The Townsend Group has advised the Ohio Police and Fire Pension Fund it should not expect to add row crop exposure for the foreseeable future.
In a report to the $15.9 billion pension’s investment committee dated January 22, consultancy group Townsend said OP&F’s focus within agriculture should remain on permanent crops, where its single existing commitment “will provide exposure.”
Townsend’s 2019 agricultural investment plan for OP&F included a “pause” on permanent crop investments in the US and a recommendation to add “row crop exposure” over the long term. The 2020 investment objectives for agriculture state only that “exposure” should increase gradually, over the longer-term, with no amount or timing specified.
On timberland, the real assets consultant wrote OP&F “does not need additional timberland exposure.”
“Core infrastructure, farmland and timberland are expensive by historical metrics,” Townsend wrote. “Unpredictability of markets, combined with unpredictability of fund behavior, will require pacing to be reassessed and adjusted over time.”
Townsend and OP&F declined to comment.
Townsend recommended OP&F broaden its real assets exposure to include agriculture in March 2017, following an unsuccessful attempt to fill a 5 percent allocation with timber investments alone. OP&F committed up to $50 million to a permanent crops-focused vehicle managed by Agriculture Capital in May 2018.
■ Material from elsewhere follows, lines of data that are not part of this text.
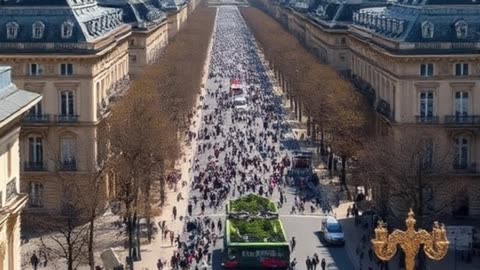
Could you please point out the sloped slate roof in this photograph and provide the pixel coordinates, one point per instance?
(12, 99)
(336, 13)
(437, 2)
(137, 12)
(443, 18)
(89, 20)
In April 2018, Townsend recommended that OP&F look to add row crop exposure as part of the effort to build an agricultural portfolio constituting of up to 40 percent of the pension’s real assets portfolio, which also includes timber and infrastructure.
Plans call for OP&F’s real asset investments, which currently account for 3 percent of its overall portfolio, to build towards an 8 percent allocation over the long-term.
A source familiar with Townsend’s recommendations told Agri Investor they reflect both uncertainty driven by macro factors like China trade tensions and US dollar strength, as well as some degree of judgement about the ability of managers to meet such challenges.
“I think Townsend – if I am reading them correctly – is just looking for a little bit more aging and maturing of the fund managers before they really push more ag products to their clients,” the source explained.
Another factor, the source said, is that OP&F’s single agricultural investment to date has been in permanent crops, which has exposed the pension to volatility not generally in-line with the strategic objectives of a real assets portfolio.
“They were looking for the exact opposite; they were looking for more stability and a tight band in terms of how outcomes would flow and there is more volatility in those outcomes than they expected,” the source explained.
The source added that OP&F is indicative of a group of similarly sized institutions that are in the process of deciding where, and if, agriculture fits within their portfolios.
“The broader LP sentiment on ag right now is that overall – primarily in row crops – the space is under-performing, so you have to do something that isn’t ‘buy and lease’ row crops which can compete with a broader market of products that are not just ag,” the source said. “No one is sitting and saying they have to deploy X percent or X dollars in ag, unlike a bond allocation or even an ESG allocation.”